By Sharat Pradhan, IANS,
Lucknow: The two-day India visit by Islamic hardliner and Pakistan’s Jamiat-ul-Islami chief Maulana Fazlur Rehman is believed to be aimed at reinforcing the lobby against recently-appointed Darul-Uloom Deoband Vice Chancellor Ghulam Mohammad Vastanvi, who has drawn much flak for praising governance in Narendra Modi-ruled Gujarat.
Ostensibly, Rehman was in Deoband and New Delhi earlier this week to broker peace between the two currently warring factions of Indian Jamiat-Ulema-e-Hind led by rival Madnis – uncle Arshad Madni and nephew Mahmood. However, informed sources at Deoband suspect that the Pakistani cleric’s “real intent behind bringing the Madnis together was to strengthen the anti-Vastanvi lobby”.

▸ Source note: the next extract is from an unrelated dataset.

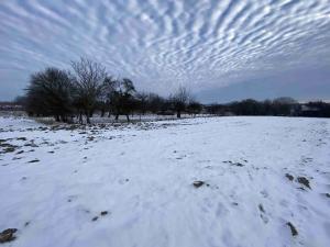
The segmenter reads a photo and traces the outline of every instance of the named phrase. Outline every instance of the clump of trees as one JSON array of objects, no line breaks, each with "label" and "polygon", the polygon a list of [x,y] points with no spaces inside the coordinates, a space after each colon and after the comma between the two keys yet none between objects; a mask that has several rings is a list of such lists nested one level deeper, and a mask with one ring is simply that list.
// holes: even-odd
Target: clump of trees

Vastanvi’s fate is to be decided at a meeting of Deoband’s ‘Majlis-e-Shoora’, the highest decision making body of the institution on Feb 23. Considering that Mahmood Madni was responsible for mobilising support for Vastanvi, against whom Arshad was known to have fuelled all the trouble, unity between the duo was aimed at weakening the seminary chief’s case.
The proximity between Pakistani cleric Rehman and Arshad Madni was an open secret. And even during his 17-hour-long stay in Deoband, the two were seen together every minute. Sources in Deoband claimed that Rehman’s visit was planned by Arshad, who was clearly worried about his hold over Deoband.
Rehman was therefore called to convince Mahmood to sink his differences with his uncle Arshad in the larger interest of maintaining the undisputed hold of the undivided Madni power over the seminary.
“Who does not know that the Madnis were responsible for appointment of the previous vice chancellor Maulama Marghubur Rehman who passed away last year,” remarked a senior faculty member over telephone from Deoband.
Yet another young lecturer, who had hailed the appointment of a computer savvy and MBA qualified Vastanvi as the new vice chancellor, felt “members of the Arshad Madni lobby were busy impressing upon all north Indians at the seminary that they must not allow Vastanvi to continue as he was the first non-north Indian to head the Deoband seminary.”
He went on to add, “Evidently, the whole idea was to prevent any progressive Muslim to take over the reins of this historic institution; and that was the reason that a Pakistani Islamic hardliner had come down all the way.”
The last time Rehman flew down to Deoband in similar circumstances was in March 2007, when he succeeded in bridging the divide between the Madnis.